Hyperactivity in children is linked to poverty and maternal diabetes, according to a first-of-its kind study published in the January issue of the Archives of Pediatrics and Adolescent Medicine.

The study investigated six-year-olds and found a correlation between attention deficit hyperactivity disorder (ADHD) and the two parental factors, poverty and gestational diabetes.

To our knowledge, this is the first study to evaluate how prenatal exposure to gestational diabetes and low socioeconomic status together contribute to the development of ADHD, Yoko Nomura, lead author of the study and psychology professor, said. The results show these children are at far greater risk for developing ADHD or showing signs of impaired neurocognitive and behavioral development.

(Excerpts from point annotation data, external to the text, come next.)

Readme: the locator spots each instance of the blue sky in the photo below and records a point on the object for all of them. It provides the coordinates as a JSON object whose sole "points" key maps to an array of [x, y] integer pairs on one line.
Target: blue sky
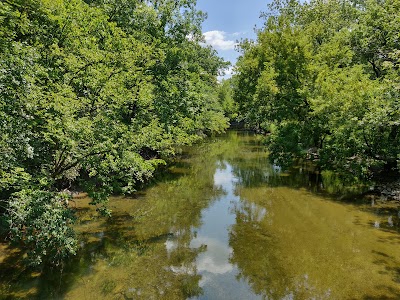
{"points": [[230, 20]]}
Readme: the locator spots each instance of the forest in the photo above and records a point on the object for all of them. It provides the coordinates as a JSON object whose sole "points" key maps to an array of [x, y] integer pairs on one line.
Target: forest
{"points": [[97, 96], [323, 80]]}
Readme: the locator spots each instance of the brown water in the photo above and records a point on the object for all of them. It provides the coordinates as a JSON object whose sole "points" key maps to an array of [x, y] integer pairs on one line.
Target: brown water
{"points": [[225, 224]]}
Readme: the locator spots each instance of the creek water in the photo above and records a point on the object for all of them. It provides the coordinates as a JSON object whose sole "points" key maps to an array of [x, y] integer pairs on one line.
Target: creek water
{"points": [[223, 223]]}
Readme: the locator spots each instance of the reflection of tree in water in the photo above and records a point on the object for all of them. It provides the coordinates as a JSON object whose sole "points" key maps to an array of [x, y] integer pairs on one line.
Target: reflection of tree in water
{"points": [[259, 171], [143, 251], [261, 266]]}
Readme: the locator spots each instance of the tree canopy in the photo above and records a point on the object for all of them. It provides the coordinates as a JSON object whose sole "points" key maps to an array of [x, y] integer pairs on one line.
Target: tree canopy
{"points": [[95, 95], [322, 79]]}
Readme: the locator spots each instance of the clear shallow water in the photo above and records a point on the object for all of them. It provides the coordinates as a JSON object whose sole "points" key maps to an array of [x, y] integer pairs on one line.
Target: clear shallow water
{"points": [[225, 224]]}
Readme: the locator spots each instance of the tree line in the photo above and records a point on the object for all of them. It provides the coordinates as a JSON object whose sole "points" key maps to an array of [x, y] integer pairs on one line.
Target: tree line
{"points": [[323, 80], [95, 95]]}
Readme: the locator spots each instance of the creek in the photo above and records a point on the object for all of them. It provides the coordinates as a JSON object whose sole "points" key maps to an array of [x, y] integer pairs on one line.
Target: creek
{"points": [[224, 223]]}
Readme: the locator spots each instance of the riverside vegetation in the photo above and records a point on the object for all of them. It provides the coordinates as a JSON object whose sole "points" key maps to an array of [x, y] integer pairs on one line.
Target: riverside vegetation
{"points": [[97, 95]]}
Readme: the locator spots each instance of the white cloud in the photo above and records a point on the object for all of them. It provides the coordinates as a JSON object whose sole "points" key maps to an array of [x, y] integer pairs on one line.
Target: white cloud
{"points": [[239, 33], [218, 40]]}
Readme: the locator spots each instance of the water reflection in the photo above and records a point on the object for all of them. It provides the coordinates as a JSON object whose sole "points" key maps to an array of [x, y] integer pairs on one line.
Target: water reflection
{"points": [[225, 224]]}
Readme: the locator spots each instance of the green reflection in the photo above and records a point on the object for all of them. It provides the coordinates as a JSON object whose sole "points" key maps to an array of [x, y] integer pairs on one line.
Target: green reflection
{"points": [[286, 238], [289, 243]]}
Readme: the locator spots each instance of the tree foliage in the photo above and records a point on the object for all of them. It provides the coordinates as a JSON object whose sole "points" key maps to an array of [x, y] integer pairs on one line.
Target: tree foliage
{"points": [[95, 95], [323, 80]]}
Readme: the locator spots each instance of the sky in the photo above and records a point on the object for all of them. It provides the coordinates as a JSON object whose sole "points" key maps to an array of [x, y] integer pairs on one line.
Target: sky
{"points": [[229, 21]]}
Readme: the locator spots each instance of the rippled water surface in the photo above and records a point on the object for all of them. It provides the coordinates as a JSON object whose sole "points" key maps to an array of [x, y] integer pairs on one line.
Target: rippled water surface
{"points": [[226, 224]]}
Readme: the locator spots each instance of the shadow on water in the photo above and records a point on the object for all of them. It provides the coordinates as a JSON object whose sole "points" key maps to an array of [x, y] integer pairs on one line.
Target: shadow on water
{"points": [[293, 235]]}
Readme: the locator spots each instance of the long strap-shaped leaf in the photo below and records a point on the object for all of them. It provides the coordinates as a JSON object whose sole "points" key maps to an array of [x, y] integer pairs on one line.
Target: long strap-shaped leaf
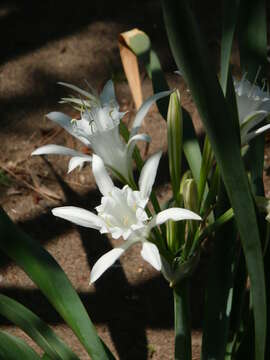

In the study, researchers at Queens College and Mount Sinai, compared 115 children who lived in poverty or whose mothers had diabetes or both with 97 children who had neither. The comparisons were made at ages three, four and six years.

The researchers followed up with interviews with parents and teachers. Although the study did not show cause, it pointed out potential risk factors for hyperactive children.

 Physicians and health care professionals need to educate their patients who have a family history of diabetes and who come from lower income households on the risk for developing ADHD, Jeffrey Halperin, psychology professor at Queens College and author on the study. Even more important is the need for obstetricians, pediatricians, and internists to work together to identify these risks.